• Weekly Decline: Traded at ZWG13.9521 down from ZWG13.8910
  • Cash Rate: Traders adopting a parallel cash rate of ZWG20 per US dollar, diverging from the official rate of around 13
  • Market Disparity: Parallel market rate plummets to 25 ZiG per US dollar, while the interbank rate remains relatively stable with a modest 2% depreciation

Harare- The Zimbabwe Gold (ZiG) experienced a notable decline on September 13, 2024, trading closer to ZWG14 per US dollar, marking one of its worst performances to date.

This follows a weekly loss, with the currency trading at ZWG13.9521 against the US dollar, down from ZWG13.8910 the previous week.

Notwithstanding the currency's struggles to break through the 14 barrier, various traders, particularly those in public intercity transport and informal shops, have adopted a parallel exchange rate of 20 ZiG per US dollar when dealing in cash transactions. This diverges significantly from the official rate of around 13, as stipulated by the Reserve Bank of Zimbabwe.

The widespread use of this unofficial rate underscores the disconnect between the formal and informal economies, with many businesses and individuals opting for the more favorable, albeit unofficial, exchange rates.

The currency began the week of September on a lower note, trading at ZWG13.8603, compared to ZWG13.8546 on August 30, 2024.

In contrast to the marginal declines observed on the formal market, the parallel market tells a different story.
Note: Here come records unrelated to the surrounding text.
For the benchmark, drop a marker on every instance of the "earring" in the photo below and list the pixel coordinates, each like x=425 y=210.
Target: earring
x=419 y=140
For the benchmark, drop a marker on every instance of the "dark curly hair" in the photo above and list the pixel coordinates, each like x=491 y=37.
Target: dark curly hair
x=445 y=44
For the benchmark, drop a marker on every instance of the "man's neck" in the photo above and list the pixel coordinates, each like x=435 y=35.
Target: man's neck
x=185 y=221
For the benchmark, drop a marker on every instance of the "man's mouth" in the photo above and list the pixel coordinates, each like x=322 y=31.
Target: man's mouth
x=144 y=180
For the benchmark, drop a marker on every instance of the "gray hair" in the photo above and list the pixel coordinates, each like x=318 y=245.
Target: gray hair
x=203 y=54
The exchange rate has plummeted to 25 ZiG per US dollar, resulting in a 75% premium.

While the interbank or formal exchange rate has remained relatively stable since its introduction, depreciating by a modest 2% against the US dollar between April and September, the parallel market rate has depreciated significantly by 43% over the same period.
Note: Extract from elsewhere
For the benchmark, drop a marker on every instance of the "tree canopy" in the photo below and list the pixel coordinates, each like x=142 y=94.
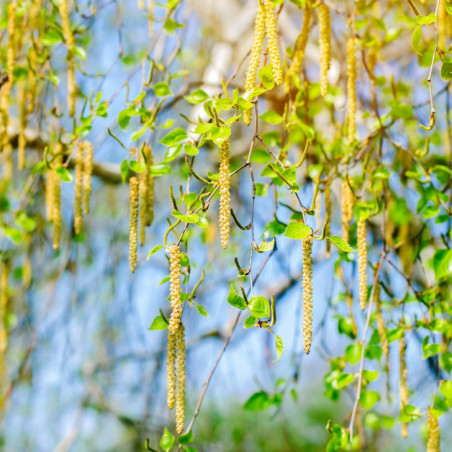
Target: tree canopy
x=213 y=206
The interbank exchange rate is tied to global gold prices, whereas the parallel rate is driven by market forces of demand and supply. Therefore, the rapid depreciation of the ZiG on the parallel market reflects an increased supply of ZiG, increased demand for USD, or a combination of both.
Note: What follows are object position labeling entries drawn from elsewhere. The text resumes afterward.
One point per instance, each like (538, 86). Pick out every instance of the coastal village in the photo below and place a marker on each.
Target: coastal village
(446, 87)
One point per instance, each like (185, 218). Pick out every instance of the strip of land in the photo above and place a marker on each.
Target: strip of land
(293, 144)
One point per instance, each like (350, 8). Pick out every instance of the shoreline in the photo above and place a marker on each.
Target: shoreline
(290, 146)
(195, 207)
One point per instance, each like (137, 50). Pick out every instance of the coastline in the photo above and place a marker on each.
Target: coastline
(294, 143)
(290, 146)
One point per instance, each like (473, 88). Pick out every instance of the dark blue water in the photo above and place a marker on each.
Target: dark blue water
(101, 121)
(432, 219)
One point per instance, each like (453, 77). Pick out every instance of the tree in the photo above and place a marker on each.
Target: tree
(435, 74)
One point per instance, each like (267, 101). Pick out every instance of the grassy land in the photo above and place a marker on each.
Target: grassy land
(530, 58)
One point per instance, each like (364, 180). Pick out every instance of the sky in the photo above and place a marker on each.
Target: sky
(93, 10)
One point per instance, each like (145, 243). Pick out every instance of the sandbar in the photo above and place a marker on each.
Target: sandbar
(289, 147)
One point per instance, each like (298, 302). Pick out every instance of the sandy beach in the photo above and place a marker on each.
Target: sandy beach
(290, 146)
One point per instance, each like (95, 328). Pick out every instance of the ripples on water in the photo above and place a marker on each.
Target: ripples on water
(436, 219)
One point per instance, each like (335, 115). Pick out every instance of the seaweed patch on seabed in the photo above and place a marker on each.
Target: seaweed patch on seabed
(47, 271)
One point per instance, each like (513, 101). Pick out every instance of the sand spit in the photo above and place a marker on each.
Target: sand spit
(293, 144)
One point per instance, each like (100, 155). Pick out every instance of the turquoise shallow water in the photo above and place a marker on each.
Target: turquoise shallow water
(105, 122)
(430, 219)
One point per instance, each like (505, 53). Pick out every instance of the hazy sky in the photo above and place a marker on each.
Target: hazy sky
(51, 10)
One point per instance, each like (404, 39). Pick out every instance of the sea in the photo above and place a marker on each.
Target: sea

However, despite the currency mix favoring the US dollar (78.5%) over the ZiG (21.5%), the ZiG continues to plummet.

This can be attributed to currency functionality, as the ZiG's effectiveness as a medium of exchange and store of value is limited to the formal sector.

In practice, Zimbabwean employees have limited options for using their local currency portion, primarily restricted to purchasing groceries in formal supermarkets.

Any other transactions require converting the remaining local currency into foreign currency.

Consequently, while the 21.5% share of ZiG in the economy may appear low, it is disproportionately high compared to the income portion spent in the formal market.